Scene four "Penyesalan"
Luhan POV.
CKLEK..
"Kau sudah pulang Sehun.." ucapku menyambutnya "panas ya? Kau haus? Mau minum?" lanjutku "oh iya, makan malam juga semuanya kesukaan Sehun loh.. huh padahal aku sudah melarangmu ke sekolah, tapi kau memaksa.." tambahku, kemudian mempout-kan bibir-ku. Namun, Sehun tetap tidak merespon. Kemudian, aku-pun duduk disampingnya. Lalu menatap matanya. Tatapanmatanya..Kosong. "hhhh.. mianhae Sehun.. waktu itu kau berniat membunuhku. Saat itu aku memang terkejut. Lalu, tanpa sadar aku menggunakan tenagaku untuk mengendalikanmu. Aku, sebagai aku terpaksa melakukan cara itu.. karena aku tak mau kehilangan diriku dan kau Sehun.. aku hanya ingin bersamamu.. hanya itu.." ucapku.
Sehun tetap tidak menggubris ucapanku sedikitpun. Aku-pun bangkit, lalu menatap Sehun " Sehun, tidurlah.. sudah tak ada lagi yang menyusahkanmu…. Lupakan semua kebencian.. tidurlah dengan tenang.. Sehun.." ucapku terpotong saat aku mengusap pipinya, setetes air mata jatuh mengenai tanganku. Aku langsung menatapnya lembut, lalu memeluknya. Sehun..yang ada disini bukan Sehun.. Sehun yang kukenal, telah kuhilangkan..
"mianhaeyo Sehun, uljima, jebal uljima".
Luhan POV end.
Sehun POV.
Aku terbangun. Aku merasa telah tertidur sangat panjang. Samar-samar aku melihat sosok yang kukenal.
"tante..!" teriakku "dimana Luhan?"
"semua.. sudah berakhir.."
maksudnya 'semua sudah berakhir?' aku tidak mengerti.
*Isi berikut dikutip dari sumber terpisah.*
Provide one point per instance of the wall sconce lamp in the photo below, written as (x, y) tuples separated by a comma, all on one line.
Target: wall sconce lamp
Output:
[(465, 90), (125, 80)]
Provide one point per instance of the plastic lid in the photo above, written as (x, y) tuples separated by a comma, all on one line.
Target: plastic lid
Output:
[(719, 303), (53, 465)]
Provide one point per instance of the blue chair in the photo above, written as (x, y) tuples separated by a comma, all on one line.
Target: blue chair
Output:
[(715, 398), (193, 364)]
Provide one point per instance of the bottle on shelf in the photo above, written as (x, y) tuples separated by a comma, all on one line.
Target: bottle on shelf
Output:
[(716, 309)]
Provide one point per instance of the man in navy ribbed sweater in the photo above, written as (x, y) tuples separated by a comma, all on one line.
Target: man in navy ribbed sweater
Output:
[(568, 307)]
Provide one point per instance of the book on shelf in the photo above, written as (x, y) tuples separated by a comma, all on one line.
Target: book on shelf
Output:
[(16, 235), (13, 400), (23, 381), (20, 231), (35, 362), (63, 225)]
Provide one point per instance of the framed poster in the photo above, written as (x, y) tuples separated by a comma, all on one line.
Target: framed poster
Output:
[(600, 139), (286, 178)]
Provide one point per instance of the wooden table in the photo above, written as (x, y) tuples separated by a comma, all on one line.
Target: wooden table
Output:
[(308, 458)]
"Luhan ada di situ.." ucap tante seraya menunjuk sebuah ruangan kosong yang ditengah-tengahnya ada Luhan..! sedang terduduk lemas, lagi-lagi tatapan matanya kosong, kini, ia benar-benar seperti boneka..
"LUHANN…!" teriakku.
"percuma Sehun, ia tidak akan merespon. Karena kini, perasaannya, jiwanya, sudah pergi ketempat yang jauh. Ketempat yang, tenaga tante sendiri sudah tidak bisa menjangkaunya."
"mwo? Jinjja? Lalu apa yang terjadi selama ini? Yang aku ingat hanya, aku mengajaknya ke villa, bermaksud membunuhnya, dan setelah itu aku tidak dapat mengingat apa-apa lagi.."
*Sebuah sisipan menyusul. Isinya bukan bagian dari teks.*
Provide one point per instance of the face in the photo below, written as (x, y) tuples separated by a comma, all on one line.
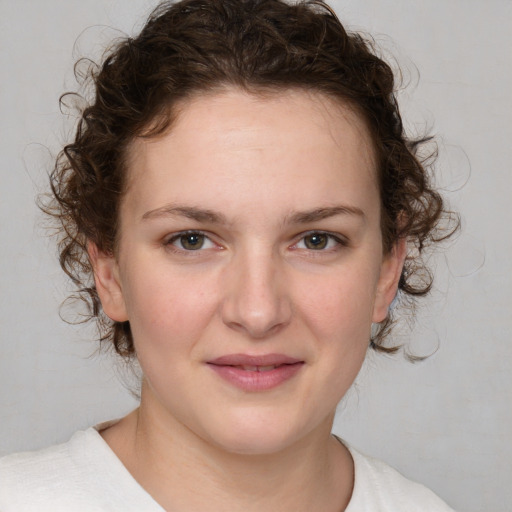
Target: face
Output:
[(250, 266)]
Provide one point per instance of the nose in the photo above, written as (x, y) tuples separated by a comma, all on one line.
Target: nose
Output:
[(256, 300)]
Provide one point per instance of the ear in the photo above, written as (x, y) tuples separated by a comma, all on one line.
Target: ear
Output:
[(390, 272), (108, 284)]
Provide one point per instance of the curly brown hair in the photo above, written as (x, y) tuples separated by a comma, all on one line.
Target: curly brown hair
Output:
[(196, 46)]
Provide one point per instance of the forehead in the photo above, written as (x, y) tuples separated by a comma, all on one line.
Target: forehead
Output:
[(296, 141)]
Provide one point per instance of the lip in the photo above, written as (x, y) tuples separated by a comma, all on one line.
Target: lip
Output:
[(257, 376)]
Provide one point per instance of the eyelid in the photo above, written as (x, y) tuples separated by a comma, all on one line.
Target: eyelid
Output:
[(340, 240), (169, 240)]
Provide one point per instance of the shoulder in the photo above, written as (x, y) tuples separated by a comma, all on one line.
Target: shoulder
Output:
[(379, 487), (28, 479), (80, 475)]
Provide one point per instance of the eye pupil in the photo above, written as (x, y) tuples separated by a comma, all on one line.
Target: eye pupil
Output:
[(192, 241), (316, 241)]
"ia.. ia menggunakan tenaga penyembuh padamu.. ia menyayangimu lebih dari siapapun.. sampai-sampai dia ingin memonopolimu" jelasnya.
apa? Jadi.. selama ini aku dikendalikan olehnya? "lalu, bagaimana aku bisa kembali seperti ini?"
"dia.. dia.." ucap tante terpotong "melihat air matamu.." lanjutnya.
DEG!
"dia menggunakan kekuatan dahsyatnya terhadap dirinya sendiri.. karena ia sangat menyesali perbuatan yang telah dilakukannya terhadapmu Sehun… Luhan telah menceritakan semua perasaanya pada tante, dan terakhir ia menyerahkan ini untuk diberikan padamu" tambahnya seraya menyerahkan tissue yang dilipat. Aku meraihnya. Dan tak lama tante keluar dari ruangan.
Perlahan aku membuka lipatan tersebut. Pisau..?! Pisau yang kugunakan untuk membunuhnya saat di villa..! Lalu aku membaca sepucuk kertas yang di tinggalkannya. Setelah aku membacanya, aku menjatuhkan kertas itu, mendekatinya.
"Luhan mianhaeyo. Nado saranghaeyo…" ucapku sambil memeluknya dan menusuknya dengan pisau yang iaberikan.
isi surat itu adalah "Agar aku jadi diriku :) saranghaeyo Sehun".